- 810 Okunma
- 8 Yorum
- 0 Beğeni
Gıcık bir gıcırtı
Dilde şiiri; şiirde dili kırıp döktüğümüz, parçalayıp söktüğümüz bir oyuncak olarak değil, asırlık bir çınarın sağlam dalına bağlanmış salıncak olarak görürsek öyle sanıyorum ki bu tür siteler asıl görevini de yerine getirmiş olacak.
Bazen öfkeli bir tekmeyle, bazen de omuzlayarak açtığım bu kapıyı, şimdi yavaş yavaş ve nezaketle açmayı deniyorum.
Gıcırdar ise kusuruma bakılmasın, derim; bu edebiyat evinde kimsenin girmek istemediği, arada bir kulağını dayayıp dinlediği loş odanın kapısı açıldığında gıcırdayacaktır elbet.
Bu kötü yola düştüm bir kez, artık nereye götürürse gideceğim.
Hayır!.. Sokak başında, ağzında sakız, gelip geçene laf atan bir kaldırım yosması olmaya niyetli değilim.

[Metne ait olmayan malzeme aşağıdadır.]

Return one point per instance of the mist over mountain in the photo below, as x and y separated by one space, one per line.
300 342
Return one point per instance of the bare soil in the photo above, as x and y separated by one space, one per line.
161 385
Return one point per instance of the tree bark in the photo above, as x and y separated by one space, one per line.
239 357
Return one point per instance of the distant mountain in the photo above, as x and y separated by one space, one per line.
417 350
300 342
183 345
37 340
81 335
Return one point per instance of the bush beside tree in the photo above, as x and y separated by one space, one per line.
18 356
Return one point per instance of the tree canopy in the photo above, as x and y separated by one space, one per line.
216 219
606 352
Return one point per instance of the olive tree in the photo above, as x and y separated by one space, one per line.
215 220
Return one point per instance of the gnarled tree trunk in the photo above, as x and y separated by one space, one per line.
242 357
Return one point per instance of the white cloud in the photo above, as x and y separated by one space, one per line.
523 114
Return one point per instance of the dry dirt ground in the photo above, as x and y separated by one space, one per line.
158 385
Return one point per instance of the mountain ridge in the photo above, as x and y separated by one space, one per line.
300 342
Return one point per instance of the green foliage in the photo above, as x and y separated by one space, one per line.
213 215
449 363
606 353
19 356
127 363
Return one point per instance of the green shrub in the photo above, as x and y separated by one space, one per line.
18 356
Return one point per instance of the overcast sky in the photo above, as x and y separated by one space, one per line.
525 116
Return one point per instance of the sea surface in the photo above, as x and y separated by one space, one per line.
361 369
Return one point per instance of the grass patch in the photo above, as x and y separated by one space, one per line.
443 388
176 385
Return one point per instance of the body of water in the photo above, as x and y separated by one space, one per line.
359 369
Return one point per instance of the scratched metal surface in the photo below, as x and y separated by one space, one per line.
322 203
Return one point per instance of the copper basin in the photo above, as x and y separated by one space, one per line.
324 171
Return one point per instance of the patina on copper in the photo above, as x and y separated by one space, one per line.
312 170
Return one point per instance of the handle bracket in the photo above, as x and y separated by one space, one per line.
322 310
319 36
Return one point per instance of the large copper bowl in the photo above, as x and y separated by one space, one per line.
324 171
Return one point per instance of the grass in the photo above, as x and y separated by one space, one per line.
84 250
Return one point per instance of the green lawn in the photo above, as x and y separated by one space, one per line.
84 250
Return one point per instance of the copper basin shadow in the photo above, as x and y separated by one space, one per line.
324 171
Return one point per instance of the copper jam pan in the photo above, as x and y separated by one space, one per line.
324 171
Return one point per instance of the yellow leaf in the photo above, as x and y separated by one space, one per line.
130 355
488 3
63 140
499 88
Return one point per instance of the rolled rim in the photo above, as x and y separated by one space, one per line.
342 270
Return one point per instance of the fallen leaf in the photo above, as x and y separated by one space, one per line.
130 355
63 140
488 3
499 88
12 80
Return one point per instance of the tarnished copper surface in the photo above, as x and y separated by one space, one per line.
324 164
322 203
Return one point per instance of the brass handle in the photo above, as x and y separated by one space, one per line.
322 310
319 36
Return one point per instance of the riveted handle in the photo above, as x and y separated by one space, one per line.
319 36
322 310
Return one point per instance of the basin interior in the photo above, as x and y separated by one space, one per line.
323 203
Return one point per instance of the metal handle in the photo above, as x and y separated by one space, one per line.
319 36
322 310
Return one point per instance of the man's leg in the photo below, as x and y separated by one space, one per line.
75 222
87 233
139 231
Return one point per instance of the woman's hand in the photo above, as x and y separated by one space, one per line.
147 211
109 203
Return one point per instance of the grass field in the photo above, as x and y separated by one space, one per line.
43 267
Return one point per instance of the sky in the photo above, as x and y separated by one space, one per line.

Asiye nasıl kurtulur, diye kafa patlatmaya da hevesli değilim. Hem hevesli olsam ne yazar! Buna gücümün yeteceğini sanmıyorum!.. Kime söz anlatacaksın ki!
Hadi kurtaralım şu kızı, desem; ağzımı açmadan gelecek cevapları biliyorum.
-Sana ne, sen kendi işine bak!
-Asiye herkesin, senin tekelinde mi?
-Ne o efendi, Asiye’yi başkalarından kurtarıp kendi koynuna mı alacaksın? Bırak herkes hevesini alsın şu kızdan!
Ben de, peki, diyeceğim, “peki ama eşeğe bile binmenin bir yöntemi vardır, hiç değilse doğru yapsınlar şu işi!”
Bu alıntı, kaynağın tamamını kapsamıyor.